Sob o peso da pressão psicológica e da urgência imposta pelos fraudadores, a pessoa lesada chegou a efetuar as transações financeiras antes de desconfiar do esquema. O boletim de ocorrência foi lavrado prontamente, e a vítima recebeu orientações completas sobre os próximos passos legais, incluindo a preservação de evidências como prints de mensagens, números de telefone e comprovantes de PIX.
A PM enfatiza que nenhuma autoridade de segurança pública, como a Polícia Civil ou Militar, solicita pagamentos, transferências via PIX ou qualquer quantia em dinheiro por telefone, WhatsApp, redes sociais ou outros canais. Golpistas exploram o medo, a urgência e a credulidade das vítimas para induzi-las ao erro, muitas vezes inventando histórias absurdas sobre investigações ou acordos para "evitar prisões".

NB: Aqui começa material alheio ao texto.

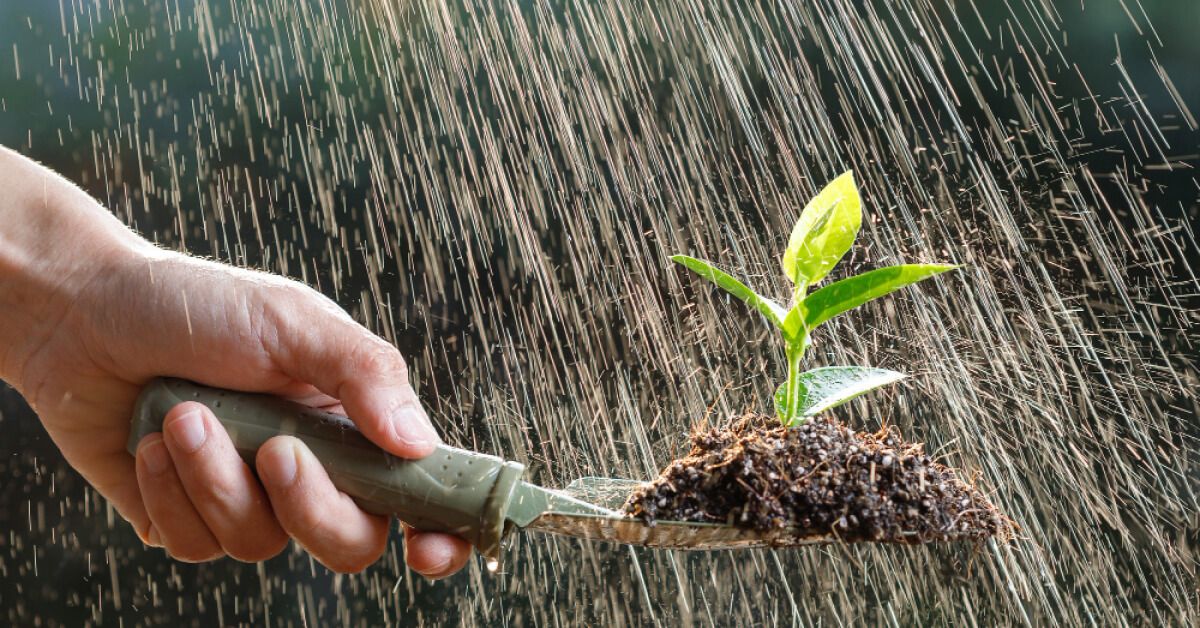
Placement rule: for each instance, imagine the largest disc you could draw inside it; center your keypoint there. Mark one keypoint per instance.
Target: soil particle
(821, 477)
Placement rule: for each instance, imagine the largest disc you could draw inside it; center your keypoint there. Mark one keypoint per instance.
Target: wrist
(54, 241)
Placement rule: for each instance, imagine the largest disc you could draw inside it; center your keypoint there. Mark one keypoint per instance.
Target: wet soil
(820, 477)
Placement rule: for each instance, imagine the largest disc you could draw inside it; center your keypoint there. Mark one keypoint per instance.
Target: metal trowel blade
(589, 508)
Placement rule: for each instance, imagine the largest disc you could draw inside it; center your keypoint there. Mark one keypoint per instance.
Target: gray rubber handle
(451, 490)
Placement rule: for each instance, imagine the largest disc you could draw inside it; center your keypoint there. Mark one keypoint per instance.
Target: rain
(496, 187)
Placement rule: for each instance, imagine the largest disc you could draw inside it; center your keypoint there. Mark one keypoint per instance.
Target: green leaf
(825, 232)
(852, 292)
(832, 386)
(772, 310)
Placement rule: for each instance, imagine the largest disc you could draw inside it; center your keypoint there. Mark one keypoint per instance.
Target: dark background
(217, 172)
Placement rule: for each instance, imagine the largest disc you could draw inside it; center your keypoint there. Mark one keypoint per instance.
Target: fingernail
(155, 456)
(153, 537)
(189, 430)
(412, 426)
(281, 467)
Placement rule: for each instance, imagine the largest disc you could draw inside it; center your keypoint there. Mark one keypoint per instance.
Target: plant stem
(796, 348)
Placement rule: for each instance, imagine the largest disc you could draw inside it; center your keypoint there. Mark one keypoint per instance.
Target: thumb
(312, 340)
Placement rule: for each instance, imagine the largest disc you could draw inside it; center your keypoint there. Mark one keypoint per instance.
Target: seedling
(826, 229)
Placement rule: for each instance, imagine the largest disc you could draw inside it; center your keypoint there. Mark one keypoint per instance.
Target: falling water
(495, 186)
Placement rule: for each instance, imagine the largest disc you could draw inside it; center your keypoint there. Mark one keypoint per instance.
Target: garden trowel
(477, 496)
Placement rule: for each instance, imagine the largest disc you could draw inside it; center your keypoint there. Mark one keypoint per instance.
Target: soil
(820, 477)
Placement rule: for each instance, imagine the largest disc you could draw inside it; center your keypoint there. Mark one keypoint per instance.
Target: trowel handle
(451, 490)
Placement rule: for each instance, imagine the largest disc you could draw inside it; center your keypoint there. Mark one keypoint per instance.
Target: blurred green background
(82, 83)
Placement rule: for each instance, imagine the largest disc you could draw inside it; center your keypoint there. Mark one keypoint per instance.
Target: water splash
(496, 187)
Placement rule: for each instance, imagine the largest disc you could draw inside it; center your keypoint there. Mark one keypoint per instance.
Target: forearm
(53, 240)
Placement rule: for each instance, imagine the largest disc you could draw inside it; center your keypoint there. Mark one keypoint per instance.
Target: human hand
(130, 312)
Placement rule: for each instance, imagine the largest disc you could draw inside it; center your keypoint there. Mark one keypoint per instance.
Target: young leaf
(772, 310)
(833, 386)
(825, 232)
(852, 292)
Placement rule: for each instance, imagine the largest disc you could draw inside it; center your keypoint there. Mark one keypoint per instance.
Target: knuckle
(376, 356)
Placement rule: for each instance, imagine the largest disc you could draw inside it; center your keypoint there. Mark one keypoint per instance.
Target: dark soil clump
(820, 477)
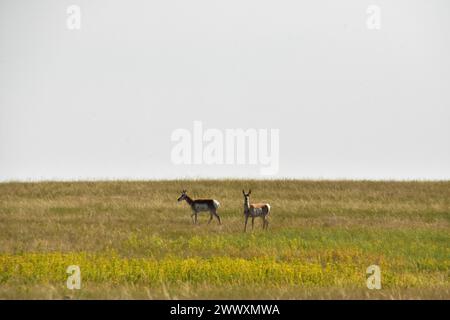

Para se proteger, a recomendação é clara: não realize qualquer pagamento, interrompa o contato imediatamente, capture todas as provas disponíveis e procure a delegacia mais próxima para registrar o boletim. "Essas informações são cruciais para mapear e prevenir novos crimes, ajudando a polícia a identificar os responsáveis", reforça o comunicado oficial. Casos semelhantes têm se multiplicado no Paraná, e a denúncia rápida é a melhor defesa contra esses predadores digitais.